Why the Philadelphia Phillies Performance Against the New York Mets Means No Player is Untouchable

Ruben Amaro

Howard Smith-USA TODAY Sports

The Untouchables was a 1959-63 television show, later a 1987 movie, featuring Eliot Ness as the leader of a small hand-picked group of honest crime-fighting Federal agents who could not be bribed.

Starting today, a day off for the Philadelphia Phillies, you could describe Phils’ general manager Ruben Amaro Jr. as Ness’ polar opposite.

No Phillie should be an Untouchable after dropping two of three to the New York Mets over the weekend and Amaro can probably be bribed if it means a smaller payroll and a better long-term future for the organization.

The Phillies have been a two-steps forward, one-step back, team all season. After losing three of four games to a team with a worse record, the Dodgers, they took three steps forward by winning series against the Pirates, Braves and Nationals.
Now the Phillies have taken another step back. Although the Mets are improved, winning 19 of their past 31 games, the Phillies had the rotation set up to win at least two of three with one pitcher making $20.5 million this year, Cole Hamels, going on Saturday and one $25 million pitcher, Cliff Lee, going on Sunday. After Kyle Kendrick won the opening game against the Mets on Friday, a true contender gets at least a split in the final two games. The Phillies are not true contenders.

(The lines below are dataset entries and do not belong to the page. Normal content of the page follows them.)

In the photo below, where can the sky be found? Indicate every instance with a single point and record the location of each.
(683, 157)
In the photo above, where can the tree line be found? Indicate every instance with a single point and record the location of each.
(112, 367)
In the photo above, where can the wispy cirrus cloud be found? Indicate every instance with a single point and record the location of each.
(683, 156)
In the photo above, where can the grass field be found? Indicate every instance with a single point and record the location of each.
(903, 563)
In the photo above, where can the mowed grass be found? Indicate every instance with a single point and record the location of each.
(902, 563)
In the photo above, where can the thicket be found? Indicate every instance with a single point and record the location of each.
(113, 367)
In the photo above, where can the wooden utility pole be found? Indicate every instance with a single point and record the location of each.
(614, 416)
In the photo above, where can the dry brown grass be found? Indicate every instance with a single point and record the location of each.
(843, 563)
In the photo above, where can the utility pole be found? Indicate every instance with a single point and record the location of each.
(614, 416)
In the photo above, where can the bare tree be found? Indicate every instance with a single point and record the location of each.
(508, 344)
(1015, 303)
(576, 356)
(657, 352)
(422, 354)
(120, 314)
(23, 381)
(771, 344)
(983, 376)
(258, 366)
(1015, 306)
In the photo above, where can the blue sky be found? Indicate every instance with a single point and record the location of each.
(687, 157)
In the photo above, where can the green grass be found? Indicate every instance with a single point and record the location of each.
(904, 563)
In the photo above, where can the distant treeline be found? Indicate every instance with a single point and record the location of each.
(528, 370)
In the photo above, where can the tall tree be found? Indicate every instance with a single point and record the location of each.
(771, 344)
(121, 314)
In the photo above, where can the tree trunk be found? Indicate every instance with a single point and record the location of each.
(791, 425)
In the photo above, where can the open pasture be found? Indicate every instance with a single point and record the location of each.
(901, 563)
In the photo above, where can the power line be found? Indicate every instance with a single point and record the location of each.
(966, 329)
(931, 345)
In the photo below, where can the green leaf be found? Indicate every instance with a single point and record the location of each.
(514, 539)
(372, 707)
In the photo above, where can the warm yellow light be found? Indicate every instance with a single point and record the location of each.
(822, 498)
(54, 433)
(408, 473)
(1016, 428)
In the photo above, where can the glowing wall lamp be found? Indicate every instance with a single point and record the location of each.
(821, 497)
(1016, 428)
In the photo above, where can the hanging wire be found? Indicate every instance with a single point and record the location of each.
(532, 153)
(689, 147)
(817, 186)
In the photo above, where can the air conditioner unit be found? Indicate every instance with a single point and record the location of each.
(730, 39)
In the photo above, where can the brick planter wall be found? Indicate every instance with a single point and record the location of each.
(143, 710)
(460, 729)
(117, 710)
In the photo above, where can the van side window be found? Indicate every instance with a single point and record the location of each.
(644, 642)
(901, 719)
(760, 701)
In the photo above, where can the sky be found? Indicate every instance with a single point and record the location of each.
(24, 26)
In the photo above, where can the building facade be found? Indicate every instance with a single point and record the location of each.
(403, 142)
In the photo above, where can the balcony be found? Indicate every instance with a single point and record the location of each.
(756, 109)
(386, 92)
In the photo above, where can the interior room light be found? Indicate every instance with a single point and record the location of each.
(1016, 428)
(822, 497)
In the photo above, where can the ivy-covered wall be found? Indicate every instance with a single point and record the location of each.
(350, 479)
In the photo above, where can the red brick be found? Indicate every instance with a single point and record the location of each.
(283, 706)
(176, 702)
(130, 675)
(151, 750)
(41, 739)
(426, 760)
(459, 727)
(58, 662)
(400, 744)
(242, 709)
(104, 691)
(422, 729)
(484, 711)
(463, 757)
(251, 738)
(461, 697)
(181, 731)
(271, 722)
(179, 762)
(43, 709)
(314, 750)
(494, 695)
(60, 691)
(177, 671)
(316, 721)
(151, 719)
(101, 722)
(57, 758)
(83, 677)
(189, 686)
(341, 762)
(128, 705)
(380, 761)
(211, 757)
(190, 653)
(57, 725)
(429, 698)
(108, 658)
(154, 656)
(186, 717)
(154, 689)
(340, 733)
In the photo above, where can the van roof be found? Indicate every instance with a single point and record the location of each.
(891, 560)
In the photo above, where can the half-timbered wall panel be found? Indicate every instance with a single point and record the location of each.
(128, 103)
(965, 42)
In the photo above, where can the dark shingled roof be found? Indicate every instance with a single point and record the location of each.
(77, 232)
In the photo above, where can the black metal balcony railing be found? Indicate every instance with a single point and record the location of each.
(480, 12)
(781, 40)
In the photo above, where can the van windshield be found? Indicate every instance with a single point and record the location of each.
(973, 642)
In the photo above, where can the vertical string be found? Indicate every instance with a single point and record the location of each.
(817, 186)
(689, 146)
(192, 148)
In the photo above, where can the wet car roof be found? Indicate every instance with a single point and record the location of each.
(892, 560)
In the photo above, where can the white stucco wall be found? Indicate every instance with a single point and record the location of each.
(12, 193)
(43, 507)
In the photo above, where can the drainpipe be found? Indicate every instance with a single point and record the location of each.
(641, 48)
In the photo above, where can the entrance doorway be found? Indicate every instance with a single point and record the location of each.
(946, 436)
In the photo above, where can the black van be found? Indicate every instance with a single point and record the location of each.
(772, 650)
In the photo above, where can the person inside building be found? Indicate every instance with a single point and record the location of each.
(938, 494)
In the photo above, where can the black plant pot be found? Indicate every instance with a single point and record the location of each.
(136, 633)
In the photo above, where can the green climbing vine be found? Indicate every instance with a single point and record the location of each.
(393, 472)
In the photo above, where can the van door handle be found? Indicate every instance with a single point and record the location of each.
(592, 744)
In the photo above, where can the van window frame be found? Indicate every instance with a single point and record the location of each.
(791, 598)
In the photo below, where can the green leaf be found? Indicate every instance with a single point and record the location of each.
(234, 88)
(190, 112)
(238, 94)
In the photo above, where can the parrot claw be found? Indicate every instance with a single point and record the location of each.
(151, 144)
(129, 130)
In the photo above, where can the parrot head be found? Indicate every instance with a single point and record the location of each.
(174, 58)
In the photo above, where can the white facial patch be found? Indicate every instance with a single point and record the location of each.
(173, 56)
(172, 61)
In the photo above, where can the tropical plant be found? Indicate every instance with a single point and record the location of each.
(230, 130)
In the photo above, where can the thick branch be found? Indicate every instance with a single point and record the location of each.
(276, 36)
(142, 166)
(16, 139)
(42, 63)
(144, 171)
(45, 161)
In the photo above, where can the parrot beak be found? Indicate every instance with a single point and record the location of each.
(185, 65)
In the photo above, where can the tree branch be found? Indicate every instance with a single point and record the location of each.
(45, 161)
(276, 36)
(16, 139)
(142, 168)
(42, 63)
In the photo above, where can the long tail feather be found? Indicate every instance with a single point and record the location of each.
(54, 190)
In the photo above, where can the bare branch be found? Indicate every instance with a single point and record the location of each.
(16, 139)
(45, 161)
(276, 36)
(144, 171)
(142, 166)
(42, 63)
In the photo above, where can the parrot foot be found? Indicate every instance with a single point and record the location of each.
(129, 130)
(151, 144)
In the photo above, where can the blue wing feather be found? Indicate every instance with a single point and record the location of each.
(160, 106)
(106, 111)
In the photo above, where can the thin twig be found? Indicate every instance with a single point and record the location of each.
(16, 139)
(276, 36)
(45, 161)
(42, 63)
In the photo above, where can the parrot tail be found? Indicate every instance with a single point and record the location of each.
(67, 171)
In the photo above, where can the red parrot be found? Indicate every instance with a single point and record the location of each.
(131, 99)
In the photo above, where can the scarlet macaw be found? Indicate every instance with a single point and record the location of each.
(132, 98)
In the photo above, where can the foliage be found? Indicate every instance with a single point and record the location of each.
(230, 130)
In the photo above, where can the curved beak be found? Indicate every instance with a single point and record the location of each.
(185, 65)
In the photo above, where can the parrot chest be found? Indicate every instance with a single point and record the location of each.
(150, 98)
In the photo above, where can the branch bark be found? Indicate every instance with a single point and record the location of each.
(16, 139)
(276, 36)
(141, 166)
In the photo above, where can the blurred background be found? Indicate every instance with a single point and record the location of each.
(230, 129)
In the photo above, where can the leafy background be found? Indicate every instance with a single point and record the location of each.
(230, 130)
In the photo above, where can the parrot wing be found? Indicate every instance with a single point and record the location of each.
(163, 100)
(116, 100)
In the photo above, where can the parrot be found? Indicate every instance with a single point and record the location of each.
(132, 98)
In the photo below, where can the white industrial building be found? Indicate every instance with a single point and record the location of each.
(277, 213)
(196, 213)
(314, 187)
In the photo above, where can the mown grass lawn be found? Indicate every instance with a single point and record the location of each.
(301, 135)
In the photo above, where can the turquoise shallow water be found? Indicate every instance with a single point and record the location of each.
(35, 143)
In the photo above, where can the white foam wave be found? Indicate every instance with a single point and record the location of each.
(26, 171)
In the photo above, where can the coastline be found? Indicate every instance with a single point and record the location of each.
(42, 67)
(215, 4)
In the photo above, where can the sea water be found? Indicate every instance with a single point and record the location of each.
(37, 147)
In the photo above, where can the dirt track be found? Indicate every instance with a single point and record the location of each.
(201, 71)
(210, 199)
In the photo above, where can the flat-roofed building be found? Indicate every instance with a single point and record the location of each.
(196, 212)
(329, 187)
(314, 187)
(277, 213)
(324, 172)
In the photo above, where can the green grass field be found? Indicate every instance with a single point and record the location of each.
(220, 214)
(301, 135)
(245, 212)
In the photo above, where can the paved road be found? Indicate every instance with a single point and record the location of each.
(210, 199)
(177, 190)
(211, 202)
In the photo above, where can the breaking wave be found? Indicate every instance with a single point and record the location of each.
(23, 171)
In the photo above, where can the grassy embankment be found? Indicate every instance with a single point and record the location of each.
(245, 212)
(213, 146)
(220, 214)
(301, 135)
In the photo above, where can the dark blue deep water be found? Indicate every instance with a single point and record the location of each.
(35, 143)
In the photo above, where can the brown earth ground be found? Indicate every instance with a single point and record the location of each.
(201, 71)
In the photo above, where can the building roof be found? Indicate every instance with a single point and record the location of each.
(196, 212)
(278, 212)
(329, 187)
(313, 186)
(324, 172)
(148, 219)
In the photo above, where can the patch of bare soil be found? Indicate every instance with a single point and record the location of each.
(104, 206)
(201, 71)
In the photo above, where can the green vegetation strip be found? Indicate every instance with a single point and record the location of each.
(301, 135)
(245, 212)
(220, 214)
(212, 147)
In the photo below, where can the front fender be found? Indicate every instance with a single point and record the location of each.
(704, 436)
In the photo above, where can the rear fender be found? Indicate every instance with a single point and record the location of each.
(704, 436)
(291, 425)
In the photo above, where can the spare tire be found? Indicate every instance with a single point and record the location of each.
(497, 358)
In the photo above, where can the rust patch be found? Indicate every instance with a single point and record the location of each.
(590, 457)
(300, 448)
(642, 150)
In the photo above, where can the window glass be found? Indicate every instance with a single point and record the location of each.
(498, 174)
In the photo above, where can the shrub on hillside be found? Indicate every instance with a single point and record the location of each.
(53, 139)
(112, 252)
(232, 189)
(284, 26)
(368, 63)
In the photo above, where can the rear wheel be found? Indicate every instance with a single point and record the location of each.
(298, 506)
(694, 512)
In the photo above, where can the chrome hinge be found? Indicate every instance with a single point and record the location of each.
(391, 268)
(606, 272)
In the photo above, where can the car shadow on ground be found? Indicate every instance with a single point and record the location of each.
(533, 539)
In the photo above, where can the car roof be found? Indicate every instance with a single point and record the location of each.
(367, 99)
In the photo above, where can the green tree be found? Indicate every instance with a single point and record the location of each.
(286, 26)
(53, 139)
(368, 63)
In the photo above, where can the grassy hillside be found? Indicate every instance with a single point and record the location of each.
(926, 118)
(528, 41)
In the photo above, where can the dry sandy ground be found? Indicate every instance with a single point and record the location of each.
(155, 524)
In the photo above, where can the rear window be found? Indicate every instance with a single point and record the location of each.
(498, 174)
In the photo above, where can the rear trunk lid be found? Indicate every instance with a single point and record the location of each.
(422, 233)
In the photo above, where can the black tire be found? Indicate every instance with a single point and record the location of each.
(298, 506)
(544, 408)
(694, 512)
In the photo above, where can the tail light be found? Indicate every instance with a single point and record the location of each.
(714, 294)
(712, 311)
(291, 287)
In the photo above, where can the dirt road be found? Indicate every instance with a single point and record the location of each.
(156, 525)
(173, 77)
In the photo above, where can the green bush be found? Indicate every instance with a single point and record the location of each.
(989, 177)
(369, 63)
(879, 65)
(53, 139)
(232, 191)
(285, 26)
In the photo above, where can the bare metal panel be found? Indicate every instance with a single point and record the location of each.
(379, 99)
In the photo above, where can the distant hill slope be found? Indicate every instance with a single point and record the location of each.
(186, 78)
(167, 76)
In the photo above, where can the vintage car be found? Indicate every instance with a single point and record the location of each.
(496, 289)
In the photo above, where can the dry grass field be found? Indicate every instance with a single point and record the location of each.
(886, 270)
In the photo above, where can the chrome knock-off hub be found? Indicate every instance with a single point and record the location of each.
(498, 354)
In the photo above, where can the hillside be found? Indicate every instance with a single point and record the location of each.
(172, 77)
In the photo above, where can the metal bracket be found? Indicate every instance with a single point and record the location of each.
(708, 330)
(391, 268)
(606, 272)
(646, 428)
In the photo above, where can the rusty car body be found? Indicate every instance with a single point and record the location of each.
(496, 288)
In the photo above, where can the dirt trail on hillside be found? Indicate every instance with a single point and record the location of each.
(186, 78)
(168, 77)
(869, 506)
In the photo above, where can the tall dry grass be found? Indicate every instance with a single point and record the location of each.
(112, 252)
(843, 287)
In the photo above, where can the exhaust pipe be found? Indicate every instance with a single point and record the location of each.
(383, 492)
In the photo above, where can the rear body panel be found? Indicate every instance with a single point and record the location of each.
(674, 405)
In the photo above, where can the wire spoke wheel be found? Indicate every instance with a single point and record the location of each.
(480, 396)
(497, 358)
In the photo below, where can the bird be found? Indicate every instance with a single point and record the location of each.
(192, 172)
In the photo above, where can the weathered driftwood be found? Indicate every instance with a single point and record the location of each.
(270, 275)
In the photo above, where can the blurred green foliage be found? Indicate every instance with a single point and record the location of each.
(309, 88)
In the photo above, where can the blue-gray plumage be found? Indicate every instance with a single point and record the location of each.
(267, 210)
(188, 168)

Lee came up small and Hamels came up smaller. The series wins over the Pirates, Braves and Nationals served as only teases considering that they were sandwiched around series losses to the Dodgers and Mets. The Phillies are kidding themselves if they think a pattern established over the first 99 games is going to change over the final 63.

That leaves Amaro with only one option today and that is to turn his cell phone into a sell phone.